Medical practices require patients to make appointments in order to see patients at an efficient rate. However, many patients do not show up to their appointments. This results in lost time, and requires people to wait longer than necessary to receive treatments. We set out to create a data driven solution to this problem by creating machine learning models to predict how likely a customer is to be a “no show” to their appointment. This information will allow medical practices to act accordingly in anticipation of a likely “no show” patient to mitigate lost time and costs.
What it does
We built and trained a machine learning model that predicts whether or not a patient will be a “no show” based on factors such as distance from the medical practice, weather (including precipitation, snow, and wind), age, etc. We also built a profile of someone that is likely to be late.
How we built it
We used mysql to store the data and Python/pandas to load and analyze it.
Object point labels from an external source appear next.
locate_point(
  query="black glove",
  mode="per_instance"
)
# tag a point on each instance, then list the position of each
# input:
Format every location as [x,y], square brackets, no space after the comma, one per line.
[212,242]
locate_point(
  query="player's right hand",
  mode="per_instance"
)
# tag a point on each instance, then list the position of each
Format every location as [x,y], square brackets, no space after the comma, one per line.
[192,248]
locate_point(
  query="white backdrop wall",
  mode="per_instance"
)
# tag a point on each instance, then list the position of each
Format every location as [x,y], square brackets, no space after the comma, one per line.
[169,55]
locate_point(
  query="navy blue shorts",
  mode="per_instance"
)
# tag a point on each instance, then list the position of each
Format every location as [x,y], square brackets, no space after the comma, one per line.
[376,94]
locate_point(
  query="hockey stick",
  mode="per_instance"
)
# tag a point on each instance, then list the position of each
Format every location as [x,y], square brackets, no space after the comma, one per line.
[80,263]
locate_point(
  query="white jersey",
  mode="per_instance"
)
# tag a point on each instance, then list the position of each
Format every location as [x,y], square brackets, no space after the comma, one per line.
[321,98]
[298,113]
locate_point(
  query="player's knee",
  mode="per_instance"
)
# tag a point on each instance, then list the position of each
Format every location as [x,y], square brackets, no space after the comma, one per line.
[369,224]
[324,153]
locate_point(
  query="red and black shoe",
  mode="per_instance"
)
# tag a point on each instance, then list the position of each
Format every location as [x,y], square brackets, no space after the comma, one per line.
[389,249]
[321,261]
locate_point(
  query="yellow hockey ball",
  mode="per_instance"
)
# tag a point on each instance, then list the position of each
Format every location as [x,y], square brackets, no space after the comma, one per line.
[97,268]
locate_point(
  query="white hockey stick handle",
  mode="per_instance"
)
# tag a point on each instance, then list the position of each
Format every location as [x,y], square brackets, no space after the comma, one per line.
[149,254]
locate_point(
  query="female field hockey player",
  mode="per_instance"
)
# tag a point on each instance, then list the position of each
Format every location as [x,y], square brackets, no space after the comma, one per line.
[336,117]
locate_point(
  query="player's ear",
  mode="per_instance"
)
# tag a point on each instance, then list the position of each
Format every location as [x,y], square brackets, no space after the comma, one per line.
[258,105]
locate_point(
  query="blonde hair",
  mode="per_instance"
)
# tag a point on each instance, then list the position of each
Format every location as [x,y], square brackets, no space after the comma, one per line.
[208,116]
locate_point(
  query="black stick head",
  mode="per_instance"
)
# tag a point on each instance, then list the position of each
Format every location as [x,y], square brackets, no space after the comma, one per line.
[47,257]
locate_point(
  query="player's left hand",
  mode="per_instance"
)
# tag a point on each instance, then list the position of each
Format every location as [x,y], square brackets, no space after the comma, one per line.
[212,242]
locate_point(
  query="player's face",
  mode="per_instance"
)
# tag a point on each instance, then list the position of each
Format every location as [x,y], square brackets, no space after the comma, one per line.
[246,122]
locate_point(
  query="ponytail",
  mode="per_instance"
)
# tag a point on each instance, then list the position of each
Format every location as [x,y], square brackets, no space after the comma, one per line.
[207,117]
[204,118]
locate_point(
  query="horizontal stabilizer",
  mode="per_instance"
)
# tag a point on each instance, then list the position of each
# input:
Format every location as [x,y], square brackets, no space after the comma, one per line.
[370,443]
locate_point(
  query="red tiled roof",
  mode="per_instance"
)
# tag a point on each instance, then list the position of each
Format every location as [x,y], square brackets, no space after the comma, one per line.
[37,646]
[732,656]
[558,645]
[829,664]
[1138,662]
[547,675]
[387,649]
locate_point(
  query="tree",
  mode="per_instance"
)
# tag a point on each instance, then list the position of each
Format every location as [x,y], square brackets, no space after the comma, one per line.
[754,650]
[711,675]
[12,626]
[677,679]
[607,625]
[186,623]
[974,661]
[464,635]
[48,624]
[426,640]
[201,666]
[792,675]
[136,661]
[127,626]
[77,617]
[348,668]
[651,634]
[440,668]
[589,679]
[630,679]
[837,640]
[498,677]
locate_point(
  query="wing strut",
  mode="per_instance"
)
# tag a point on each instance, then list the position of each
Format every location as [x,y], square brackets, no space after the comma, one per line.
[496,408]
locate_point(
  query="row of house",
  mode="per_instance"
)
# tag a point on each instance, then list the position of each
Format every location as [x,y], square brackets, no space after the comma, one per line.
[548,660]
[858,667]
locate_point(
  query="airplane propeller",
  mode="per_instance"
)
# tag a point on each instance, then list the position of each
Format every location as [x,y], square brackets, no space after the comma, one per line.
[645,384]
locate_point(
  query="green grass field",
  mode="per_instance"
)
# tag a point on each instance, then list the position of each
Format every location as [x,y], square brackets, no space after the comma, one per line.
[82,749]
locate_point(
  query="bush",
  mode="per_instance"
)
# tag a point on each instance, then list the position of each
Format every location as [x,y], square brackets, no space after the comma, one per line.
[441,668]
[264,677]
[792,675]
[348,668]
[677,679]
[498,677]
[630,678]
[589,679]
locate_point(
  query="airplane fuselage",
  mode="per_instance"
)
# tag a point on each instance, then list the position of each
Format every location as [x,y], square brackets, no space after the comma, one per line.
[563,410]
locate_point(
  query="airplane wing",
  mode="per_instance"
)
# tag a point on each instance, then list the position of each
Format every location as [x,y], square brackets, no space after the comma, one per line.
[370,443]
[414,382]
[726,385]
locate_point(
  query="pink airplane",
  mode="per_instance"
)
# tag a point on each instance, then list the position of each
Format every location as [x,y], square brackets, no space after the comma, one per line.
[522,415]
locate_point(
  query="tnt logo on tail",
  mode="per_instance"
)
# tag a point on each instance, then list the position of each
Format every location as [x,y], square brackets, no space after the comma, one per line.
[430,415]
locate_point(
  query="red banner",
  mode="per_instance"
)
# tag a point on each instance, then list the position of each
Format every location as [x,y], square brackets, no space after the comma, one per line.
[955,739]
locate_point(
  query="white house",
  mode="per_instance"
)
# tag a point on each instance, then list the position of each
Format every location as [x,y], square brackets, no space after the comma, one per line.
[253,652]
First, we cleaned the data, removing several extraneous rows and columns and mapping categorical values to numerical values. After examining the data for patterns through graphing and observation, we enacted various types of supervised classification modeling systems within scikit-learn such as Decision Trees, Random Forest, Logistic Regression, Perceptrons, Linear SVC, and KNN. We trained on and tested on various amounts and proportions of data, finally determining what the best models were and generally what type of patient tends not to show up.
Challenges we ran into
Early challenges included certain datapoints with impossible values for an attribute, such as the number of days between creating an appointment and attending the appointment reaching the tens of thousands. The most daunting challenge, however, was that the data was unfortunately very skewed in that ~90 percent of people showed up with only ~10 percent being “no shows.” This resulted in an unfortunate behavior in most of the classification predictors: many would always state “No” for IsNoShow for a high success rate, but of little interest from a learning or data science perspective.
Accomplishments that we're proud of
Successfully running machine learning algorithms and constructing a model.
What we learned
Data cleaning and processing techniques, experience with mysql, pandas and scikit-learn.
What's next for SAL Patient Prediction Model
We want to try using neural networks next. Perhaps we could also predict based on “arrived” vs. “not arrived” for a more even split.